At Maintainer Summit, Greg brought up a topic I proposed around
EXPORT_SYMBOL_GPL usage. The motivation was considerations for when
EXPORT_SYMBOL_GPL is warranted and the criteria for taking the exceptional
step of reclassifying an existing export. Specifically, I wanted to make
the case that although the line is fuzzy and hard to specify in abstract
terms, it is nonetheless clear that devm_memremap_pages() and HMM
(Heterogeneous Memory Management) have crossed it. The
devm_memremap_pages() facility should have been EXPORT_SYMBOL_GPL from the
beginning, and HMM as a derivative of that functionality should have
naturally picked up that designation as well.
Contrary to typical rules, the HMM infrastructure was merged upstream with
zero in-tree consumers. There was a promise at the time that those users
would be merged "soon", but it has been over a year with no drivers
arriving. While the Nouveau driver is about to belatedly make good on
that promise it is clear that HMM was targeted first and foremost at an
out-of-tree consumer.
HMM is derived from devm_memremap_pages(), a facility Christoph and I
spearheaded to support persistent memory. It combines a device lifetime
model with a dynamically created 'struct page' / memmap array for any
physical address range. It enables coordination and control of the many
code paths in the kernel built to interact with memory via 'struct page'
objects. With HMM the integration goes even deeper by allowing device
drivers to hook and manipulate page fault and page free events.
One interpretation of when EXPORT_SYMBOL is suitable is when it is
exporting stable and generic leaf functionality.

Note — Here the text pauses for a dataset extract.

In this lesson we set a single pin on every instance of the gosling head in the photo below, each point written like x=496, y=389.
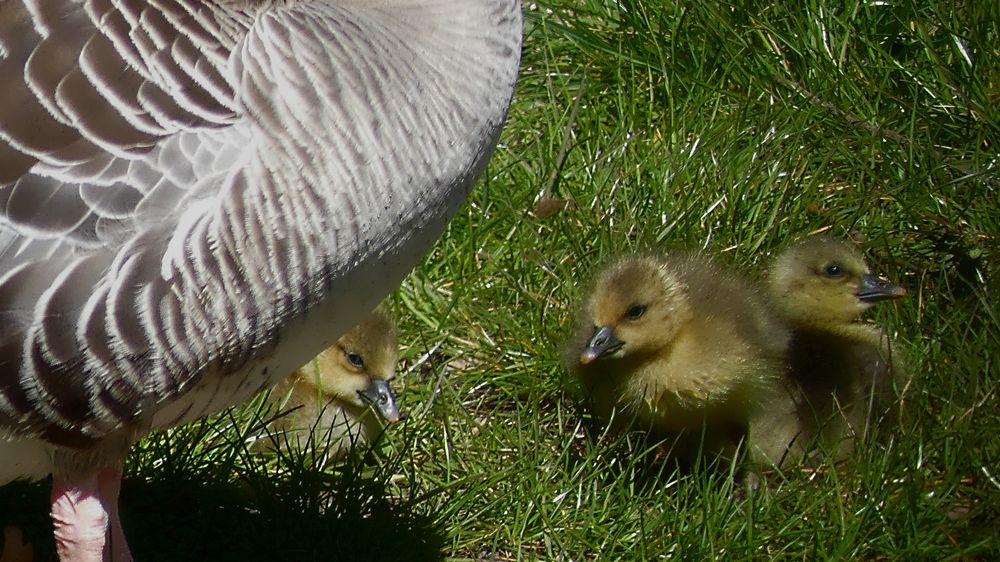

The
devm_memremap_pages() facility continues to see expanding use cases,
peer-to-peer DMA being the most recent, with no clear end date when it
will stop attracting reworks and semantic changes. It is not suitable to
export devm_memremap_pages() as a stable 3rd party driver API due to the
fact that it is still changing and manipulates core behavior. Moreover,
it is not in the best interest of the long term development of the core
memory management subsystem to permit any external driver to effectively
define its own system-wide memory management policies with no
encouragement to engage with upstream.
I am also concerned that HMM was designed in a way to minimize further
engagement with the core-MM. That, with these hooks in place,
device-drivers are free to implement their own policies without much
consideration for whether and how the core-MM could grow to meet that
need. Going forward not only should HMM be EXPORT_SYMBOL_GPL, but the
core-MM should be allowed the opportunity and stimulus to change and
address these new use cases as first class functionality.
Original changelog:
hmm_devmem_add(), and hmm_devmem_add_resource() duplicated
devm_memremap_pages() and are now simple now wrappers around the core
facility to inject a dev_pagemap instance into the global pgmap_radix and
hook page-idle events. The devm_memremap_pages() interface is base
infrastructure for HMM. HMM has more and deeper ties into the kernel
memory management implementation than base ZONE_DEVICE which is itself a
EXPORT_SYMBOL_GPL facility.
Originally, the HMM page structure creation routines copied the
devm_memremap_pages() code and reused ZONE_DEVICE. A cleanup to unify the
implementations was discussed during the initial review:
http://lkml.iu.edu/hypermail/linux/kernel/1701.2/00812.html Recent work to
extend devm_memremap_pages() for the peer-to-peer-DMA facility enabled
this cleanup to move forward.
In addition to the integration with devm_memremap_pages() HMM depends on
other GPL-only symbols:
mmu_notifier_unregister_no_release
percpu_ref
region_intersects
__class_create
It goes further to consume / indirectly expose functionality that is not
exported to any other driver:
alloc_pages_vma
walk_page_range
HMM is derived from devm_memremap_pages(), and extends deep core-kernel
fundamentals. Similar to devm_memremap_pages(), mark its entry points
EXPORT_SYMBOL_GPL().
[logang@deltatee.com: PCI/P2PDMA: match interface changes to devm_memremap_pages()]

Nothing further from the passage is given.